Millennials are doing things differently than previous generations, especially when it comes to homeownership. Compared to just a couple decades ago, first-time home buyers today are delaying home purchases and renting for longer – and most are millennials. The low rates of homeownership in this demographic have been primarily blamed on overwhelming debt from student loans. After all, Americans owe a combined $1.2 trillion in student debt. While student loan debt can impact an individual’s ability to save for a down payment or qualify for a mortgage, new data suggests it is a myth that student debt is the reason homeownership rates are low among recent graduates.
As long as you get a four-year degree or higher, the effect of student debt is actually negligible on your probability of becoming a homeowner. If you obtain a bachelor’s degree with no student debt, you have a 70 percent probability of owning your home. Someone who graduates with the same degree and $50,000 of student loans has a 66 percent probability. The likelihood of homeownership only drops a measly 4 percent even with $50,000 of undergraduate debt.
For married couples, the key is getting at least one degree between the pair. If at least one spouse has a bachelor’s degree and no student debt, the couple’s probability of homeownership is 69.8 percent. Add in $30,000 of student debt for that degree and the probability drops a mere 2.1 percentage points. Getting approved for a loan or saving for a down payment might take time but the research shows student debt isn’t a major hurdle in homeownership, whether you’re married or single.
Graduate school loans have an equally minor effect on homeownership. Obtaining a masters, medical, law or doctorate degree actually insulates you from the adverse effect of student debt when you buy. The probability of homeownership is highest for individuals with a doctorate and no student debt; they have an 87 percent chance of owning homes. That likelihood only drops to 84 percent if the individual incurred $50,000 of student loans obtaining the doctorate. At the master’s degree level the probability falls from 80 percent if you have no debt, versus 75 percent with $50,000 in student loan debt. Getting an advanced degree increases your overall likelihood of owning a home, despite the small negative impact student loans have on your probability of homeownership.
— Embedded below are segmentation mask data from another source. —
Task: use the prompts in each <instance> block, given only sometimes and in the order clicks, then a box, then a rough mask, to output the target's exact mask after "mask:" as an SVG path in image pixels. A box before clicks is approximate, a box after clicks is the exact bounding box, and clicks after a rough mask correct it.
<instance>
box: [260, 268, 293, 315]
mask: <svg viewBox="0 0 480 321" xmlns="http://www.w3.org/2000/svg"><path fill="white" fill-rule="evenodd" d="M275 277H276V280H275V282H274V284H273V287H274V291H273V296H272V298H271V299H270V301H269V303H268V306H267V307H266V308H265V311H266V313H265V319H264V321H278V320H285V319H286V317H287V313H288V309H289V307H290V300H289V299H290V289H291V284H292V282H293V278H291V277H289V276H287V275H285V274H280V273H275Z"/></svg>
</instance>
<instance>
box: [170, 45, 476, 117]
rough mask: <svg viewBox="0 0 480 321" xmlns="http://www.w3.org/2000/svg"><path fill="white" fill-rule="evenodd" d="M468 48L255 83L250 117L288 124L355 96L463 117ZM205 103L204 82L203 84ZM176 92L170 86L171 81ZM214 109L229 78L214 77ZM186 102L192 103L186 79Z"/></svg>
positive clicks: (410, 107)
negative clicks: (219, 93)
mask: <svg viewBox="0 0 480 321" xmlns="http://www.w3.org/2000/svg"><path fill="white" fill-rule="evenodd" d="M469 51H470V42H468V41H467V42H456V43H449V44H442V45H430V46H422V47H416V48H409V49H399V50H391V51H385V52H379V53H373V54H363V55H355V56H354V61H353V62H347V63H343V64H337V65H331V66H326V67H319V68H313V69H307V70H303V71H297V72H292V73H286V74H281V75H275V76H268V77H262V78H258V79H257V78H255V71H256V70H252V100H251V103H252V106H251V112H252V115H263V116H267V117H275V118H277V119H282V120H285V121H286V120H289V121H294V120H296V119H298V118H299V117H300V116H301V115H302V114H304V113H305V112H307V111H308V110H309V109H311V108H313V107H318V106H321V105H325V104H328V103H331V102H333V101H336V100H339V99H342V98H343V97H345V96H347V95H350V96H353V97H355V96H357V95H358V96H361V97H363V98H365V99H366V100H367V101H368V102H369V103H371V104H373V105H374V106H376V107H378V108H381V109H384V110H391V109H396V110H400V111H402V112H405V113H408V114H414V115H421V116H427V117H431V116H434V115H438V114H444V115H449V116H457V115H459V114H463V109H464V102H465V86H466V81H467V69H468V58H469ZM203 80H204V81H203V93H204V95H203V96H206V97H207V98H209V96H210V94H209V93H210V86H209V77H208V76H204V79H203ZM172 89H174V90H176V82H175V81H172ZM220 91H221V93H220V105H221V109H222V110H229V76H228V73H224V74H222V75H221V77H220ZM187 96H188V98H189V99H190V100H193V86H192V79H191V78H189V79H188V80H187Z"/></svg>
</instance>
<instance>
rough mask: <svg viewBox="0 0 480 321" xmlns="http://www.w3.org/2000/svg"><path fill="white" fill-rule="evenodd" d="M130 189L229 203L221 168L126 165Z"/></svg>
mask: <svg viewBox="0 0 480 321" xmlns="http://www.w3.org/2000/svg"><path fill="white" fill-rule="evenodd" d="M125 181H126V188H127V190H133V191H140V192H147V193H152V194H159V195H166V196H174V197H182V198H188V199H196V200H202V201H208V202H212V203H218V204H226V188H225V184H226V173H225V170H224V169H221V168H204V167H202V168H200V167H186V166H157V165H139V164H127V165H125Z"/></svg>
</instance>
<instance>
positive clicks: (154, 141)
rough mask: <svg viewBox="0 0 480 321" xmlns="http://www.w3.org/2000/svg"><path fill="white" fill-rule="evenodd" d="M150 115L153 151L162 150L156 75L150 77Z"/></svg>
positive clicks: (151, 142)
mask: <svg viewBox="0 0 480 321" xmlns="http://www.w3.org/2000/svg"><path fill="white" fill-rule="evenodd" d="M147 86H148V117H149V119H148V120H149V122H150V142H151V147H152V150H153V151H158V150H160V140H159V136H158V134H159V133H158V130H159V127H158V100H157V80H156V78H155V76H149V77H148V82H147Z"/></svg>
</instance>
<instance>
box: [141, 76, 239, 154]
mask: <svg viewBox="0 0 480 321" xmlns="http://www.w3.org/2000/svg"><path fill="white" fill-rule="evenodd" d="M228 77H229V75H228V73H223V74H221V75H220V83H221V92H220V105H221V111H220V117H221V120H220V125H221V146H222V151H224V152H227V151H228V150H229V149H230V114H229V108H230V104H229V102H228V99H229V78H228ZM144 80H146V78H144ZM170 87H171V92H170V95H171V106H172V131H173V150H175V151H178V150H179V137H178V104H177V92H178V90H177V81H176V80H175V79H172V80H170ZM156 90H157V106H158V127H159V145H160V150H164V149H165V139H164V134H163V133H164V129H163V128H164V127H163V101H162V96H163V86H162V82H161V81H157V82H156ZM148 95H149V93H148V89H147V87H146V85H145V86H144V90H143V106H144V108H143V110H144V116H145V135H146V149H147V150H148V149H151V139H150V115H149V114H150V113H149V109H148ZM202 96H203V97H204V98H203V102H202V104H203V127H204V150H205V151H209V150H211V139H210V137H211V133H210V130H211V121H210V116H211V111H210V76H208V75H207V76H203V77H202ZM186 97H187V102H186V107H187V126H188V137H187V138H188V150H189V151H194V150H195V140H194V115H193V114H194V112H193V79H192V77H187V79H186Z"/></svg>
Individuals with an associate’s degree or no degree are impacted the most by student debt. The probability of homeownership drops from 73 to 57 percent if you obtain an associate’s degree with no student loans versus carrying $50,000 of debt. And for those with no degree, homeownership probability is even lower. The probability of homeownership is 48 percent for an individual with no degree and no student debt and declines steadily with the debt amount. Getting at least a four-year degree significantly increases your odds of owning a home.
The outlook is positive for millennials who want to become homeowners. Not only should student loans have a minor effect on ownership, the research reveals millennials who put down 5 percent and spend 30 percent of their income on a mortgage can afford 70 percent of for-sale homes on the market. While this inventory isn’t spread evenly across the country, buyers who focus on properties in the Midwest and South can afford as much as 86 percent of the for-sale homes. In major metro areas, the pickings are much slimmer; millennials can only afford 25 percent of the inventory in Los Angeles and 27 percent in San Diego. Location is key to affordability, especially for individuals also balancing student loan debt.
Recent graduates should not shy away from exploring their options. It’s surprising how many homes millennials can actually afford, despite their student loan debt.